European shares rose for the sixth session in seven on Tuesday, with Barclays leading banks higher after it kicked off the UK sector's reporting season with forecast-beating results. Commodity shares gained on higher crude and metals prices, which were helped by US manufacturing data.
The pan-European FTSEurofirst 300 index of top shares rose 1 percent to 1,002.10 points, its highest close since February 3. The index is down 4.2 percent this year, partly due to worries about Greece's deficit, but is up more than 55 percent from the lifetime low it hit on March 9, 2009.
"The cyclical tailwind is still intact, with good support from economic data, as well as from companies' earnings," said Tammo Greetfeld, equity strategist at UniCredit Group. "But there is downside risk from how the Greek deficit problems evolve."
Banks added the most points to the index. Barclays jumped 6.8 percent after the bank said it had started the year well having beat expectations, with 2009 profits of over 11.6 billion pounds ($18.18 billion).
Royal Bank of Scotland rose 5.3 percent after J.P. Morgan said it was buying the non-US assets of commodities joint venture RBS Sempra from RBS and Sempra Energy for about $1.7 billion cash. BNP Paribas rose 2.8 percent ahead of results on Wednesday.
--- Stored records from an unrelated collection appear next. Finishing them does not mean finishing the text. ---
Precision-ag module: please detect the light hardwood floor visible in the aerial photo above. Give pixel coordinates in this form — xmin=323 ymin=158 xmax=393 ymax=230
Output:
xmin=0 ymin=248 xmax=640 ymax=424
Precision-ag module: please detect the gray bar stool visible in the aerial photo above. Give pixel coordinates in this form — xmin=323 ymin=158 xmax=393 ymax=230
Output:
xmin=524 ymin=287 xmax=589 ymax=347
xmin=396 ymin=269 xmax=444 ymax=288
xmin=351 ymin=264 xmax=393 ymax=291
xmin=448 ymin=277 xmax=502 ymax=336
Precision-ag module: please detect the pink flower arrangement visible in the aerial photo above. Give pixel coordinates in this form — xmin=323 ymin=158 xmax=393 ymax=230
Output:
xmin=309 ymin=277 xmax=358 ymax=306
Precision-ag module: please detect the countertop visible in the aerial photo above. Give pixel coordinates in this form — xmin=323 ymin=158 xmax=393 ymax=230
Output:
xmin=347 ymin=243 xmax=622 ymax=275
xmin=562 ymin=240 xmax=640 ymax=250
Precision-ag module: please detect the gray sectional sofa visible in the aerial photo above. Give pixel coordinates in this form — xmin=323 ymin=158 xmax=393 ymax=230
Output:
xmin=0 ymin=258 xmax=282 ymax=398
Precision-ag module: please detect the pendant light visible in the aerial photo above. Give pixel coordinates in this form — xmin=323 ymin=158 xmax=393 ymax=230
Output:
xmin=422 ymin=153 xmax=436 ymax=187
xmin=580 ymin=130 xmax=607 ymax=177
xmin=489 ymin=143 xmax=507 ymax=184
Credit Suisse, Deutsche Bank, HSBC, Lloyds and Societe Generale rose between 1.6 and 4.7 percent. Across Europe, the FTSE 100 index ended the day 1.5 percent higher; Germany's DAX rose 1.5 percent and France's CAC 40 1.7 percent respectively.
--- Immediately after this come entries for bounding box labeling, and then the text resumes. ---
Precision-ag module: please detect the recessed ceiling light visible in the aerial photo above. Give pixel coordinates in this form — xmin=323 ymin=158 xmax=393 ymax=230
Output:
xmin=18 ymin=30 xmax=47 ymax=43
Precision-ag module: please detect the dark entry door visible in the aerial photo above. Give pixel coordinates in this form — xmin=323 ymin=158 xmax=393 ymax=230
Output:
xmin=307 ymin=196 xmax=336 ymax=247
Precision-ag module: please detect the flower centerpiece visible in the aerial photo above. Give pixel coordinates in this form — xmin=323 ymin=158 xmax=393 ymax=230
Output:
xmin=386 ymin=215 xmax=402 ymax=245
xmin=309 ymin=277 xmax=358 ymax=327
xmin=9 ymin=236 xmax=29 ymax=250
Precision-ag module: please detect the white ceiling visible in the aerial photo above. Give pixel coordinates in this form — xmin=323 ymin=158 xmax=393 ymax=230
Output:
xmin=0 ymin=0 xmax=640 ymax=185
Miners were in favour as copper rose more than 3 percent, and other metals gained. Anglo American, Antofagasta, BHP Billiton, Xstrata and Vedanta were 3.1 to 5.2 percent higher. On the downside, French company L'Oreal fell 4.7 percent, having announced fourth-quarter sales below forecasts late on Monday. Flavours and fragrances maker Givaudan slipped 3.7 percent after it posted a full-year net profit of 199 million Swiss francs ($185.3 million), while analysts in a Reuters poll had expected 205 million francs.